Schematic showing a DFB laser or similar type of semiconductor laser incorporating a variable focus liquid lens according to the present invention. 1 shows a variable focus liquid lens according to an embodiment of the present invention. FIG. 5 shows a variable focus liquid lens according to another embodiment of the present invention. FIG. 5 shows a variable focus liquid lens according to another embodiment of the present invention.

  First, FIG. 1 shows a schematic diagram of a semiconductor laser according to an embodiment of the present invention. Specifically, this semiconductor laser includes a laser chip 10, an optical wavelength conversion device 20, and a variable focus lens 30. Here, each component in FIG. 1 does not accurately represent the structure, but is illustrated using a symbolic symbol. FIG. 2 is a diagram illustrating a more detailed structure of a variable focus lens according to a specific embodiment of the present invention. The detailed structures of the laser chip 10 and the optical wavelength conversion device 20 are beyond the scope of the present invention. Although shown to describe the present invention, the semiconductor laser 10 and optical wavelength converter 20 described as components of the present invention can implement any of various conventional or future developed forms. .

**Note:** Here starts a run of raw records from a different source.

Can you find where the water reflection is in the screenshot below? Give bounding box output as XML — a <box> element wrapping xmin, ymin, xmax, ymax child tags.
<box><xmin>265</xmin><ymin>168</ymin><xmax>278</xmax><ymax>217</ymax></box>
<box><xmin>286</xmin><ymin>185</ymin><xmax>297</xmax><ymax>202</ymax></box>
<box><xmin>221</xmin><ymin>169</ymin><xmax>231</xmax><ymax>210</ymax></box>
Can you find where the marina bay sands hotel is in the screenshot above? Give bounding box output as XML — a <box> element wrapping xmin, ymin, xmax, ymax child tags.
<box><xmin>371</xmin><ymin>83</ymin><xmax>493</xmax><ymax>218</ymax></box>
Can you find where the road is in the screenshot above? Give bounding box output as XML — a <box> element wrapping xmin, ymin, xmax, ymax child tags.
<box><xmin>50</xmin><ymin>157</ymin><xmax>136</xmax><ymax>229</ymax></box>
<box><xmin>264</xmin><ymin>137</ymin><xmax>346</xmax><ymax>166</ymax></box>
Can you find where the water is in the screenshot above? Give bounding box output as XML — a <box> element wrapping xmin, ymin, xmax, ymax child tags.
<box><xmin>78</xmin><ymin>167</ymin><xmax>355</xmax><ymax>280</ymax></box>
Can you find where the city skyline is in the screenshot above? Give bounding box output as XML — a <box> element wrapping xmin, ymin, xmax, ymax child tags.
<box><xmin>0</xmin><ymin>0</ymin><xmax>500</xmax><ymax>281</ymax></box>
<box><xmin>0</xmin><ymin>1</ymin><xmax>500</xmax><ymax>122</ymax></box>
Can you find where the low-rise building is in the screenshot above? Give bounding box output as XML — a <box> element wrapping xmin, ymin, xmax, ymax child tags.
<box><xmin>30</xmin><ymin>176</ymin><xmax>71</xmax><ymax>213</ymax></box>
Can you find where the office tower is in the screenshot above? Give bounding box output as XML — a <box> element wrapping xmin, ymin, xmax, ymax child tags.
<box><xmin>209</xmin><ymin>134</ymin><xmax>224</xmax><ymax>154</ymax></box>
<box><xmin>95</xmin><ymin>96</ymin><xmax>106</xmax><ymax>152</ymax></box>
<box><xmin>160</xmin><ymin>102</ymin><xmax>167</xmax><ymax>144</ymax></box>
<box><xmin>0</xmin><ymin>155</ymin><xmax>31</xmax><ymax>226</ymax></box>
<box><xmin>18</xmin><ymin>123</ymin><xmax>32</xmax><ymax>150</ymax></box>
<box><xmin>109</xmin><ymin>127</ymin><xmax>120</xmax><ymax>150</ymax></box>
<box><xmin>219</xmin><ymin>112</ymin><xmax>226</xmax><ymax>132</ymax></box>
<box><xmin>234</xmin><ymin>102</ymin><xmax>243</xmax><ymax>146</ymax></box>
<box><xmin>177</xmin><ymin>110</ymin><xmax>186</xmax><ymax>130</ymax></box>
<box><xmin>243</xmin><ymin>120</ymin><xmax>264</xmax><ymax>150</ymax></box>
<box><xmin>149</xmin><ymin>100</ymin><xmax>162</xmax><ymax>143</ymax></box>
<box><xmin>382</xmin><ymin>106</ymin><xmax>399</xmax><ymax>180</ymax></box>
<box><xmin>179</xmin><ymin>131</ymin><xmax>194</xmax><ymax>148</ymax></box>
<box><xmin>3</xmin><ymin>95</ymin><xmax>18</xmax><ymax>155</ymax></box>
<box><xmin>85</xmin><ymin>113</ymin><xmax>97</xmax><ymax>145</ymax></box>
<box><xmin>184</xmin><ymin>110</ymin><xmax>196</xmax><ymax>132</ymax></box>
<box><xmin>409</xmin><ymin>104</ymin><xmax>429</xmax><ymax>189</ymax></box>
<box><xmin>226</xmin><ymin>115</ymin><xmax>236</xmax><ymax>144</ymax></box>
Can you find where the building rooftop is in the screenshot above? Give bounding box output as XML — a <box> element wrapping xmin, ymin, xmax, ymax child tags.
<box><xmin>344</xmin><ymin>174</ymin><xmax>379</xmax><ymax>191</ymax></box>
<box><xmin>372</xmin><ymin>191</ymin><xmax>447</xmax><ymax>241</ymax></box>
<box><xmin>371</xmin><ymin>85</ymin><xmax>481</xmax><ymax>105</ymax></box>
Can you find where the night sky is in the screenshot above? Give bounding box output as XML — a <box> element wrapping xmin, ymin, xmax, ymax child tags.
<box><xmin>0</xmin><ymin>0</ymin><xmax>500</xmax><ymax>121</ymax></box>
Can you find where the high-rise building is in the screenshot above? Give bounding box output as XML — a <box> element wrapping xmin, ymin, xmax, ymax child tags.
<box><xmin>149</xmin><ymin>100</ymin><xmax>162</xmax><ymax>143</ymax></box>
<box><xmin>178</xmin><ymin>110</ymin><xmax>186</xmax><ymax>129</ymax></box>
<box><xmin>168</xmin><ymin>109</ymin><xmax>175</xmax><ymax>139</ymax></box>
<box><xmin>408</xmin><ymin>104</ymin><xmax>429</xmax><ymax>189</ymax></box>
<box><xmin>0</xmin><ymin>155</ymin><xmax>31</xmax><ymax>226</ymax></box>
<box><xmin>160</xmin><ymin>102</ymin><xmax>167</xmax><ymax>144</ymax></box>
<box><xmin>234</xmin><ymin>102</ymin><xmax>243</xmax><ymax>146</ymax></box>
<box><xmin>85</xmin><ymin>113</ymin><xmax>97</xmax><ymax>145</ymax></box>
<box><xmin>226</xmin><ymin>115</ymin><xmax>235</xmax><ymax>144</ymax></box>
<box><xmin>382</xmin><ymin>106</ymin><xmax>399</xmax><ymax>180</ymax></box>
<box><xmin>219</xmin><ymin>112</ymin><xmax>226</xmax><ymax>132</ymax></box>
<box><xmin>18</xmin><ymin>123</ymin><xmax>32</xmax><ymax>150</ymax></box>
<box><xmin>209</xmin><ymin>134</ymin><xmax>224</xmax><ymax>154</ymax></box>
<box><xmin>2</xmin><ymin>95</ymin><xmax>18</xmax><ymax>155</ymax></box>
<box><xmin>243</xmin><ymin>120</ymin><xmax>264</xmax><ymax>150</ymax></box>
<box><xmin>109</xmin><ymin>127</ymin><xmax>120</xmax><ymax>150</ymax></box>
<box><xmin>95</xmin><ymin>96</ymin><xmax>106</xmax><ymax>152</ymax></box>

  The variable focus lens according to the present invention is particularly useful in an optomechanical package. This is because it is generally difficult to ensure that the optical components are properly mechanically adjusted in an optomechanical package. For example, regarding the semiconductor laser having the laser chip 10 and the optical wavelength conversion device 20, the inventor of the present invention has recognized that it is often necessary to adjust the optical components on the submicron order. By way of example and not limitation, second harmonic generation laser packages, pumped laser packages, and single or multimode optical signals can be optical waveguides, optical fibers, optical crystals, or various combinations of active or passive optics. Other optical packages that transmit between components can be added as optomechanical packages contemplated by the present invention.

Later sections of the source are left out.